Emocje w Tychach, SKS z drugą wygraną

Kolejny udany początek sezonu w Pekao S.A. 1 Lidze Mężczyzn w wykonaniu koszykarzy GKS Tychy. Ekipa z Górnego Śląska po zaciętym spotkaniu pokonała Enea Basket Poznań 98:97, głównie dzięki mniejszej liczbie strat niż rywale. Komplet zwycięstw ma na swoim koncie również SKS Fulimpex Starogard Gdański lepszy od Weegree AZS Politechnika Opolska. Derby Podkarpacia dla Miasta Szkła Krosno. Na uwagę zasługuje wysoka wygrana WKS Śląska II Wrocław.

,

Poprzednie trzy sezony GKS Tychy rozpoczynał od co najmniej trzech wygranych z rzędu, obecne rozgrywki zespół trenerskiego duetu Tomasz Jagiełka - Wojciech Jagiełka zainaugurował od dwóch wygranych. Na starcie ligi tyszanie pokonali na wyjeździe Niedźwiadki Chemart Przemyśl, tym razem okazali się lepsi od Enea Basket Poznań.

W wielu statystykach drużyna z Wielkopolski wypadła lepiej. Miała lepszy procent skuteczności rzutów z gry, precyzyjniej wykonywała rzuty wolne, wygrała też walkę pod tablicami i choć rozpoczęła dobrze spotkanie (11:2), to w drugiej kwarcie je straciła. Duży wpływ miały na to straty, których w całych zawodach przyjezdni popełnili 17.

Jeszcze w połowie drugiej odsłony po rzutach wolnych Jakuba Andrzejewskiego Enea Basket prowadziła 32:24, ale skuteczni Szymon Walski i Paweł Zmarlak zmniejszyli straty.
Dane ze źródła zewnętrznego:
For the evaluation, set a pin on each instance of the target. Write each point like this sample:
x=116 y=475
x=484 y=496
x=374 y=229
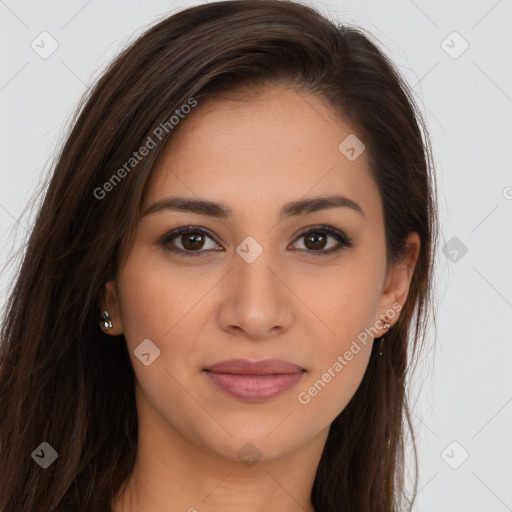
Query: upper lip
x=245 y=367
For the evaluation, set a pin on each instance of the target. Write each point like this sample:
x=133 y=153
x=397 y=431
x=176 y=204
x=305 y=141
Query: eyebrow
x=223 y=211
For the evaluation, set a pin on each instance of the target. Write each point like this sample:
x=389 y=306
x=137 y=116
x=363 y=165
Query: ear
x=398 y=280
x=110 y=302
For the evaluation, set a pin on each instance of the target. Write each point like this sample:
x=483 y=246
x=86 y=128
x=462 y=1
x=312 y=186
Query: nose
x=257 y=302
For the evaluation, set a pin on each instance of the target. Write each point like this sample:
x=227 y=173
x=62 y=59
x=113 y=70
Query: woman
x=227 y=280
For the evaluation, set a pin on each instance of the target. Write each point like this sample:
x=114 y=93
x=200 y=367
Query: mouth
x=254 y=381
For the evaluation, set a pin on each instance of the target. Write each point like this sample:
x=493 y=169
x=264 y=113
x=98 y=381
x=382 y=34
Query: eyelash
x=343 y=240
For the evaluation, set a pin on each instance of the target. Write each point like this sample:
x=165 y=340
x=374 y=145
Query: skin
x=290 y=303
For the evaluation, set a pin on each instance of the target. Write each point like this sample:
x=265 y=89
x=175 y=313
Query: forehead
x=280 y=145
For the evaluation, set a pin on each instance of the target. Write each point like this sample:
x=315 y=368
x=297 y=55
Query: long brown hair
x=64 y=382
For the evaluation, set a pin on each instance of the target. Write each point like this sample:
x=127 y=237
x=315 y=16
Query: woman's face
x=265 y=281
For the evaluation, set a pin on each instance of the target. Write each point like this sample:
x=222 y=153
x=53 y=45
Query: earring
x=106 y=322
x=385 y=326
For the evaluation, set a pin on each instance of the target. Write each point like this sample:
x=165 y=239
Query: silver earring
x=106 y=322
x=385 y=326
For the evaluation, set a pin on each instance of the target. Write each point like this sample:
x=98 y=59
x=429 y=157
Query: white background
x=463 y=387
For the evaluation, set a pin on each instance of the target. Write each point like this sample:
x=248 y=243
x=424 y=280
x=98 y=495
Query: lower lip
x=254 y=388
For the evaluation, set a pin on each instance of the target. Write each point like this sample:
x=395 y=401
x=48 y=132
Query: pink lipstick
x=254 y=381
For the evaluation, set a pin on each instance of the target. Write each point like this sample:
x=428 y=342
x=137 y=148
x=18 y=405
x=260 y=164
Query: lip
x=252 y=381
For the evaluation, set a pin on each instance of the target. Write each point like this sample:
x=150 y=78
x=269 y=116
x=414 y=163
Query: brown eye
x=315 y=240
x=189 y=241
x=192 y=241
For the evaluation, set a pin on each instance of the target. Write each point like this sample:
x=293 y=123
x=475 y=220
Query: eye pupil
x=316 y=237
x=194 y=238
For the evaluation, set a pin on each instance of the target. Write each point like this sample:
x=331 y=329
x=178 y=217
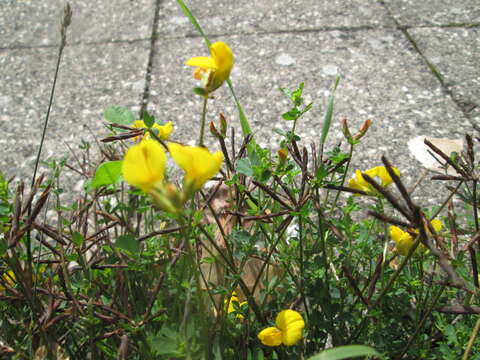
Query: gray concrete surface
x=413 y=67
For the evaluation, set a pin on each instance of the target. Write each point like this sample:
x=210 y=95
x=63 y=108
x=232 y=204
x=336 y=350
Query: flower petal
x=270 y=336
x=164 y=131
x=223 y=57
x=291 y=325
x=437 y=224
x=197 y=162
x=403 y=240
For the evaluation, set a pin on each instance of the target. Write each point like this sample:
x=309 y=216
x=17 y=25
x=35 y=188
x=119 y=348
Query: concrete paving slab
x=91 y=78
x=434 y=12
x=455 y=53
x=34 y=23
x=383 y=79
x=246 y=16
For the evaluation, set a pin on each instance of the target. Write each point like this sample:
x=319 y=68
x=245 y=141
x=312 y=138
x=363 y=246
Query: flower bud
x=214 y=131
x=282 y=156
x=223 y=125
x=363 y=129
x=346 y=130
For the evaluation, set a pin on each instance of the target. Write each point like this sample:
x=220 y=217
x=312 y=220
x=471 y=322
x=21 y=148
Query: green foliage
x=108 y=173
x=112 y=275
x=346 y=352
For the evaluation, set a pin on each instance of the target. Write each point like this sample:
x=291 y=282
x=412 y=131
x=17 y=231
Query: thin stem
x=202 y=124
x=344 y=176
x=473 y=336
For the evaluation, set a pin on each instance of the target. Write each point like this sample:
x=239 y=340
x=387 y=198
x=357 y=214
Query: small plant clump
x=281 y=256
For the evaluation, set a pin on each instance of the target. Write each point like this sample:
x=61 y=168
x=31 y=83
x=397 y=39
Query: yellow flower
x=163 y=133
x=234 y=305
x=197 y=162
x=289 y=329
x=379 y=172
x=9 y=278
x=214 y=70
x=144 y=165
x=404 y=241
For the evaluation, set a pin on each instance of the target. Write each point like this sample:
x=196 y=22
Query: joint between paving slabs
x=148 y=75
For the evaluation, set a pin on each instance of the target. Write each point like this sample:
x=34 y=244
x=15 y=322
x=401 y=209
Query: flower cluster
x=233 y=305
x=288 y=330
x=144 y=166
x=214 y=70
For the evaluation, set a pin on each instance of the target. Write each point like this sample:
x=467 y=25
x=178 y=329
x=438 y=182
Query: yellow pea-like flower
x=9 y=278
x=197 y=162
x=379 y=172
x=164 y=131
x=213 y=70
x=288 y=330
x=144 y=165
x=234 y=305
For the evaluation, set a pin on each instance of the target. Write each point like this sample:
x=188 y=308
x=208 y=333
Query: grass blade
x=327 y=121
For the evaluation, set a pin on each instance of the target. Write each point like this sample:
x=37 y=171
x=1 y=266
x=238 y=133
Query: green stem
x=246 y=130
x=202 y=124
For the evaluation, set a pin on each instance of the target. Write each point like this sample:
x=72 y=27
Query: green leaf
x=107 y=173
x=291 y=115
x=128 y=242
x=297 y=95
x=327 y=121
x=77 y=238
x=119 y=115
x=244 y=167
x=346 y=352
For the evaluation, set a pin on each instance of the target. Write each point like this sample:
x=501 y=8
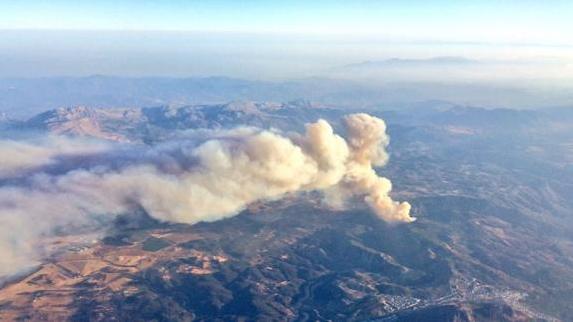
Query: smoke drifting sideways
x=184 y=181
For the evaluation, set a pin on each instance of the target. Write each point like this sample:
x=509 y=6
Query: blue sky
x=499 y=21
x=273 y=39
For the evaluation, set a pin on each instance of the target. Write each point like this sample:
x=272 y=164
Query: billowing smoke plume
x=188 y=182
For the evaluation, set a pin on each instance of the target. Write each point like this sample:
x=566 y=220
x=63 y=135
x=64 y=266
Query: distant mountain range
x=491 y=189
x=22 y=97
x=405 y=62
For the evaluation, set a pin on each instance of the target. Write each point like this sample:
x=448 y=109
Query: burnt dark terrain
x=492 y=191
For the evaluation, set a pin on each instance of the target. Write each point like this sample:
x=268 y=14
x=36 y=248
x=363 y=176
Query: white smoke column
x=226 y=175
x=367 y=139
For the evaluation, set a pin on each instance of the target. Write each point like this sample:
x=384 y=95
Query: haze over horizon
x=282 y=40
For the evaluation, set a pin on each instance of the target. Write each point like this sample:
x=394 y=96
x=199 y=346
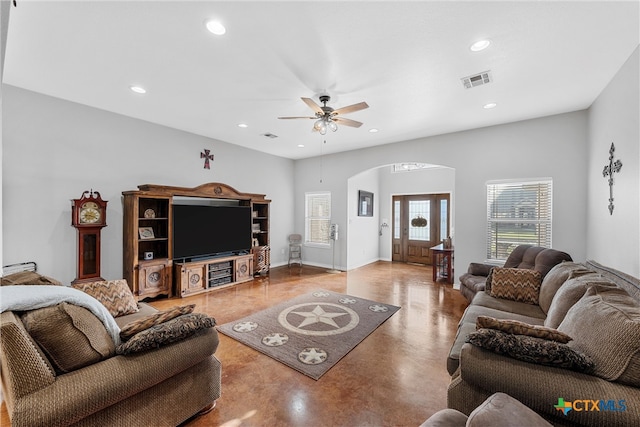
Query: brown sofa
x=523 y=256
x=163 y=386
x=599 y=308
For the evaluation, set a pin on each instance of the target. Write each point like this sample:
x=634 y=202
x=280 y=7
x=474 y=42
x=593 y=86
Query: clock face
x=89 y=213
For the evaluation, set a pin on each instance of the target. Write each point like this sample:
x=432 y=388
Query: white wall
x=614 y=117
x=363 y=246
x=554 y=146
x=54 y=150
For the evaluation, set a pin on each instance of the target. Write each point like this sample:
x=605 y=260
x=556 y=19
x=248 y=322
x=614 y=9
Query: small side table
x=442 y=260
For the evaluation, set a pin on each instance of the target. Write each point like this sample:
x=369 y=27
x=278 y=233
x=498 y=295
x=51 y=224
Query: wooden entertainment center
x=148 y=264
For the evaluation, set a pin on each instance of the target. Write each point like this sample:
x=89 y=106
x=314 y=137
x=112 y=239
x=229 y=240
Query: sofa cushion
x=559 y=274
x=531 y=349
x=27 y=278
x=132 y=328
x=483 y=299
x=71 y=336
x=166 y=333
x=473 y=311
x=605 y=325
x=520 y=328
x=570 y=293
x=115 y=295
x=515 y=284
x=502 y=410
x=477 y=269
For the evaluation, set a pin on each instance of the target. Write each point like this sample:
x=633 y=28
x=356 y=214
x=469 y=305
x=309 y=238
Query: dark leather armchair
x=523 y=256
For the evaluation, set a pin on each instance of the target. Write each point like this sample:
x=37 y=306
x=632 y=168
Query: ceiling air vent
x=476 y=80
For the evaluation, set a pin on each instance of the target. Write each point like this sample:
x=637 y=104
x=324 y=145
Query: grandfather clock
x=88 y=216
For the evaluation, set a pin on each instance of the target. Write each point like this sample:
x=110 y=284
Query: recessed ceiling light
x=480 y=45
x=138 y=89
x=215 y=27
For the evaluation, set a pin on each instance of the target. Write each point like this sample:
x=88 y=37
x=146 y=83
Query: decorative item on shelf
x=419 y=221
x=609 y=170
x=365 y=203
x=206 y=156
x=146 y=233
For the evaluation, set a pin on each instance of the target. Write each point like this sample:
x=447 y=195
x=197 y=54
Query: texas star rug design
x=312 y=332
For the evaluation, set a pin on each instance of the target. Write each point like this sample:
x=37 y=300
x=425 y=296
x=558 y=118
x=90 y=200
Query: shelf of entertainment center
x=205 y=275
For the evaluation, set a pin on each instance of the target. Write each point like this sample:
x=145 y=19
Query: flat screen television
x=209 y=231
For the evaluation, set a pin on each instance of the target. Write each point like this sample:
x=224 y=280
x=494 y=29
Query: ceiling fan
x=327 y=117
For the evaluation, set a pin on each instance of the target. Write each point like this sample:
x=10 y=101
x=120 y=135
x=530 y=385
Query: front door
x=419 y=223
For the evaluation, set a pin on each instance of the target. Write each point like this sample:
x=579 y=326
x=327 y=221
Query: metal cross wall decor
x=206 y=156
x=609 y=170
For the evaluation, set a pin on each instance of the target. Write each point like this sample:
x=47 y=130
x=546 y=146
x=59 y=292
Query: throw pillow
x=520 y=328
x=130 y=329
x=605 y=325
x=71 y=336
x=559 y=274
x=27 y=278
x=165 y=333
x=531 y=349
x=487 y=283
x=115 y=295
x=516 y=284
x=569 y=293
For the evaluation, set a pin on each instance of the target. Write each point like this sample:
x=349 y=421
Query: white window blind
x=317 y=218
x=518 y=213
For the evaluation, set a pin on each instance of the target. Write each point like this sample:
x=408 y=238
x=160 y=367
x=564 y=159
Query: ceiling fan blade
x=351 y=108
x=312 y=104
x=297 y=117
x=347 y=122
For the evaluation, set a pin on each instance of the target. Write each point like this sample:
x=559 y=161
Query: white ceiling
x=405 y=59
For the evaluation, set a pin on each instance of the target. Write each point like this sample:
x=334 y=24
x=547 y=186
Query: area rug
x=312 y=332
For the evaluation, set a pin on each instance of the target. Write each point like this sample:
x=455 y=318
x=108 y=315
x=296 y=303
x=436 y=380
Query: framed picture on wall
x=365 y=203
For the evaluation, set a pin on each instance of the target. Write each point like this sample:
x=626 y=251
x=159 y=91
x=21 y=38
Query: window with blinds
x=518 y=213
x=317 y=218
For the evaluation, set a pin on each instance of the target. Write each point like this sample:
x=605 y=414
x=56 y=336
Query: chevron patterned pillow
x=517 y=284
x=115 y=295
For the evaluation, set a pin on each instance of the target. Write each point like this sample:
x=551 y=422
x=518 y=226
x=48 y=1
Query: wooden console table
x=442 y=261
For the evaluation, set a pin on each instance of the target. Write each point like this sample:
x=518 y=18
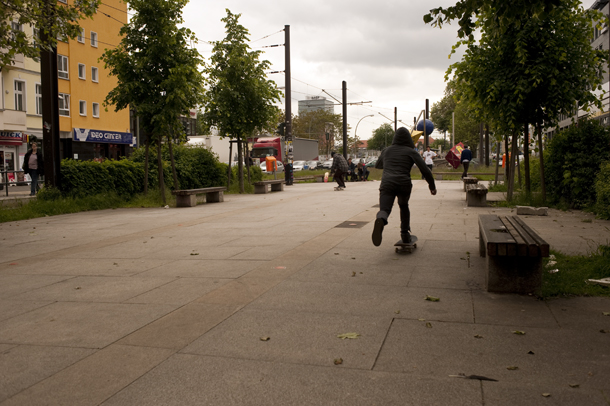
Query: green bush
x=196 y=167
x=602 y=189
x=574 y=158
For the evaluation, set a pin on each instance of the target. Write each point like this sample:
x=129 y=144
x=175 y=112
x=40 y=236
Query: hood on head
x=403 y=137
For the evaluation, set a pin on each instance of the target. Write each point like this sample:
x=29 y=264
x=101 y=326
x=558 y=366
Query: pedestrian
x=428 y=155
x=33 y=166
x=466 y=157
x=338 y=168
x=396 y=162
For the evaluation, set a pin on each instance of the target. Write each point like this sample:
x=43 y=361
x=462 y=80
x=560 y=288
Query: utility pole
x=344 y=88
x=50 y=106
x=288 y=91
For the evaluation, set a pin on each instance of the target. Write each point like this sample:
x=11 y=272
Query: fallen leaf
x=348 y=335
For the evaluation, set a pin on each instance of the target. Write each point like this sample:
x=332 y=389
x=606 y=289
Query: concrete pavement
x=171 y=306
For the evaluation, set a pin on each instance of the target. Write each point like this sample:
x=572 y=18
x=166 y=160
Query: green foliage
x=156 y=67
x=574 y=158
x=83 y=178
x=382 y=137
x=602 y=189
x=63 y=24
x=573 y=273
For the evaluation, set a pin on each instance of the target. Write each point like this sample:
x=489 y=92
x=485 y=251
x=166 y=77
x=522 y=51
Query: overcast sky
x=382 y=49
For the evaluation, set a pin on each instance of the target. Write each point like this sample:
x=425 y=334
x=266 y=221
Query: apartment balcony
x=13 y=120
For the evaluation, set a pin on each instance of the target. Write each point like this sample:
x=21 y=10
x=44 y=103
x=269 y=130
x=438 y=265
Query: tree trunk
x=497 y=162
x=240 y=165
x=247 y=154
x=540 y=149
x=146 y=155
x=171 y=156
x=526 y=160
x=511 y=167
x=160 y=164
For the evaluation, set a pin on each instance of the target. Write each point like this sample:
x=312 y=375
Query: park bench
x=476 y=195
x=188 y=197
x=469 y=180
x=514 y=254
x=439 y=175
x=277 y=185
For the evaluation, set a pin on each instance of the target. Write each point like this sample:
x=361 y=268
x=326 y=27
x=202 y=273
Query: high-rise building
x=316 y=103
x=87 y=129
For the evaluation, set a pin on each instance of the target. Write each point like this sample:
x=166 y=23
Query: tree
x=315 y=124
x=530 y=65
x=52 y=21
x=382 y=137
x=157 y=73
x=240 y=97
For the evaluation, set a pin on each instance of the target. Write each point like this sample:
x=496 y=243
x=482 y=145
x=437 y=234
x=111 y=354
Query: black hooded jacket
x=397 y=161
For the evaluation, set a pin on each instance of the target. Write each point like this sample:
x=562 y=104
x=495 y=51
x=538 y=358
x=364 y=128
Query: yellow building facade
x=87 y=130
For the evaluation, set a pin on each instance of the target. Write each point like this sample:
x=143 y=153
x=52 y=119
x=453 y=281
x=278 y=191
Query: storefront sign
x=11 y=138
x=109 y=137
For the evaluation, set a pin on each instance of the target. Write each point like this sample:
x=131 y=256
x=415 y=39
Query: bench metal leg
x=186 y=201
x=214 y=197
x=514 y=274
x=260 y=189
Kolejny fragment zawodów miejscowi wygrali 14:2 i utrzymali ją do końcówki czwartej kwarty.

Wówczas po sześciu punktach z rzędu, w tym akcji 2+1 Marcina Dymały poznanianie na dwie minuty przed końcem uzyskali przewagę 87:86. Trójka Pawła Zmarlaka i punkty spod kosza Szymona Walskiego sprawiły, że Trójkolorowi ponownie znaleźli się na prowadzeniu, którego tym razem nie oddali już do końcowej syreny.

Z dobrej strony zaprezentował się Sebastian Bożenko, który po dziewięciu latach spędzonych we Wrocławiu, z roczną przerwą na grę w Krakowie, przeniósł się bliżej Oświęcimia, gdzie stawiał swoje pierwsze kroki w koszykówce. 25-latek na boisku spędził 26,5 minuty, w tym czasie rzucając 24 punkty i 6 asyst. W całych zawodach wymusił też 10 przewinień. Najlepszym strzelcem przyjezdnych był Piotr Wieloch, który w poprzednich dwóch sezonach grał w Tychach - 24 punkty, a też 5 strat.